Es totalmente procedente, en este momento de super beneficios caídos del cielo o brotados del infierno, establecer un impuesto sobre los referidos excesos
IV.- En todo caso, esa experiencia que se dio en condiciones diferentes a las actuales, y otras muchas del movimiento sindical europeo, indican que las rentas del capital y los beneficios extraordinarios de ciertos sectores solo se controlan vía impuestos o, en su caso, que no es el actual, mediante la participación pública en la propiedad de las empresas. Por eso mismo, es totalmente procedente, en este momento de super beneficios caídos del cielo o brotados del infierno, establecer un impuesto sobre los referidos excesos, como ya se está haciendo en algunos países. Sin ir más lejos en la Italia de Draghi o en la Inglaterra de Boris Johnson, con la introducción de un recargo temporal del 25% sobre empresas de gas o petróleo, con el fin de paliar los efectos de la inflación en las familias británicas. Nadie en su sano juicio calificaría al premier británico de rojo peligroso, bolivariano y estupideces por el estilo.

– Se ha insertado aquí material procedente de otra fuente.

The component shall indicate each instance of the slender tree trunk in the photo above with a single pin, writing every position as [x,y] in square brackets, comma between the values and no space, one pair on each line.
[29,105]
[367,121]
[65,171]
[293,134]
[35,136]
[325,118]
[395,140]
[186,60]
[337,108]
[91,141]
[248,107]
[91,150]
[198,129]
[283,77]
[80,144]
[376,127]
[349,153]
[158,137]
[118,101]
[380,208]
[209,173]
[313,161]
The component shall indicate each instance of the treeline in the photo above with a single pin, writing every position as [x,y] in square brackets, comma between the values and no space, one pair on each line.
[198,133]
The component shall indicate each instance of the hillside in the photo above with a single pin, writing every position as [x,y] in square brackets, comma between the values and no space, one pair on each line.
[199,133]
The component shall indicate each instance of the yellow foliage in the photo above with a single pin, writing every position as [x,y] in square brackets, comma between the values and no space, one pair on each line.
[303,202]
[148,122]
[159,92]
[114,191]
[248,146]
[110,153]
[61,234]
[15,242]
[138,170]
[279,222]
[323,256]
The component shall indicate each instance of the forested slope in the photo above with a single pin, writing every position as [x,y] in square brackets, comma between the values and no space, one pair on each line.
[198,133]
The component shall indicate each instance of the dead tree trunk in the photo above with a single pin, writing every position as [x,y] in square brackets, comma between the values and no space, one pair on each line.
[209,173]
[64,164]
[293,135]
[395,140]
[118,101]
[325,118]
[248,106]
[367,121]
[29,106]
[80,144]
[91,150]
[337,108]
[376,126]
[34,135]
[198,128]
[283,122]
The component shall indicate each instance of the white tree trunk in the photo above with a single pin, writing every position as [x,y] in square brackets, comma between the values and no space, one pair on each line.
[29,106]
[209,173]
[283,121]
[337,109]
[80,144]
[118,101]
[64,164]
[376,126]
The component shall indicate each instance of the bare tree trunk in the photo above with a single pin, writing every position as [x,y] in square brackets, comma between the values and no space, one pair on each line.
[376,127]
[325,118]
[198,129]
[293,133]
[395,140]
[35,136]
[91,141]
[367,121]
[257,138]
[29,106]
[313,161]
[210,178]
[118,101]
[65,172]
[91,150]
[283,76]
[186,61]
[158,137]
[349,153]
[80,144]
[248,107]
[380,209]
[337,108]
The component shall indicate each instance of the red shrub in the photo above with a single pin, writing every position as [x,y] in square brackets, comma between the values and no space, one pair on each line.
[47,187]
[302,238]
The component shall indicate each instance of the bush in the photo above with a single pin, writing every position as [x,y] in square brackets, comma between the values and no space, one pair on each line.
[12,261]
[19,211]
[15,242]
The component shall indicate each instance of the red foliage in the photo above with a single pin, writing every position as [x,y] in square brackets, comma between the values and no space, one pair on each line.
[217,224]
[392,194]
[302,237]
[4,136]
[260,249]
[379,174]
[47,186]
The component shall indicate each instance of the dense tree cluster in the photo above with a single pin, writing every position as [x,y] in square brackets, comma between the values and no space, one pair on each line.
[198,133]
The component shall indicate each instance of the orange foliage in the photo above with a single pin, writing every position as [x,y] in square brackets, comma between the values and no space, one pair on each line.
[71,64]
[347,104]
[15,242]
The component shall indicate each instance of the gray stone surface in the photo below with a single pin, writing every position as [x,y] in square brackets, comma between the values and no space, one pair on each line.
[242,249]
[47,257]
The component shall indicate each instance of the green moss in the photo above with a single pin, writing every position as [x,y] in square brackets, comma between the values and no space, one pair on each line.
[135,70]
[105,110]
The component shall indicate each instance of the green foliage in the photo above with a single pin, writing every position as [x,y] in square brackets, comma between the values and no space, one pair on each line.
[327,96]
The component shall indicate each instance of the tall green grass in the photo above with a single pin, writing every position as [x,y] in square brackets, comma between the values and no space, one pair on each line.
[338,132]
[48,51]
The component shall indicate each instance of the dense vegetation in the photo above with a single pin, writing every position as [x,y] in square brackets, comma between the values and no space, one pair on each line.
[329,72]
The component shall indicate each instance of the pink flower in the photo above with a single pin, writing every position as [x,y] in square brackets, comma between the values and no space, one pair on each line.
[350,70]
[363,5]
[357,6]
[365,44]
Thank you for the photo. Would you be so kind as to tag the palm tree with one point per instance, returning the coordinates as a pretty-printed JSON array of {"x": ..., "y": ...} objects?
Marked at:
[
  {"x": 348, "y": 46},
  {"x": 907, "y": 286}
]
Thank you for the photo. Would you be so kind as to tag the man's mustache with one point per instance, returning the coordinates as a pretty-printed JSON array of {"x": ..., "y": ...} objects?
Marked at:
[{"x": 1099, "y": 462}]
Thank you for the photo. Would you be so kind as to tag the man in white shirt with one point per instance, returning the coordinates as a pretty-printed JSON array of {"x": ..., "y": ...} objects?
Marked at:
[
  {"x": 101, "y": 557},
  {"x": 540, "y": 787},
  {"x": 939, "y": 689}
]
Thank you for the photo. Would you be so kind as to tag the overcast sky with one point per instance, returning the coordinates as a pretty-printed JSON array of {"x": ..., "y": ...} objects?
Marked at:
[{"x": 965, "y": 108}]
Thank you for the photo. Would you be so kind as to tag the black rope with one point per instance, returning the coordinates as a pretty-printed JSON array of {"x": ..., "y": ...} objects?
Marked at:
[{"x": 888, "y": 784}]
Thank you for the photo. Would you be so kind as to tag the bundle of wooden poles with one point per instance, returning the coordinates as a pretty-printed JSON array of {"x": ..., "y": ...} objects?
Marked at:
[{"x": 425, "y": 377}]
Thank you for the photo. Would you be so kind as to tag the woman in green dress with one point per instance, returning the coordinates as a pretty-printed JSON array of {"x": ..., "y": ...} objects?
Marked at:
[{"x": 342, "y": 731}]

El anuncio hecho por el Gobierno español de que a partir de enero de 2023 se aplicará un tributo de estas características es una buena noticia. Y todavía sería mejor noticia si se lograse un acuerdo de todas las rentas y fiscalidad que lograse reducir la desbocada inflación actual, que tanto preocupa sobre todo a los que menos tienen. Eso sí, una decisión —la del impuesto a las energéticas— siempre “tapada” por el consiguiente “daño colateral”, en este caso en la forma de la brutal represión de migrantes por parte de la gendarmería marroquí o el anunciado aumento de los gastos en defensa. En el primer caso, parecería como si la carnicería la hubiese realizado la policía española, hasta el punto de que se solicita una investigación por parte del Gobierno español, ¿en territorio marroquí?; ¿y cómo se hace eso? En el segundo, un 2% del PIB en defensa para dentro de siete años –más o menos el 0,1% anual, incluso menos si incluimos las pensiones de los militares–, pero parece que es para pasado mañana y una cifra desorbitada. Este Gobierno no tiene mucha suerte ni con la oposición ni con los medios.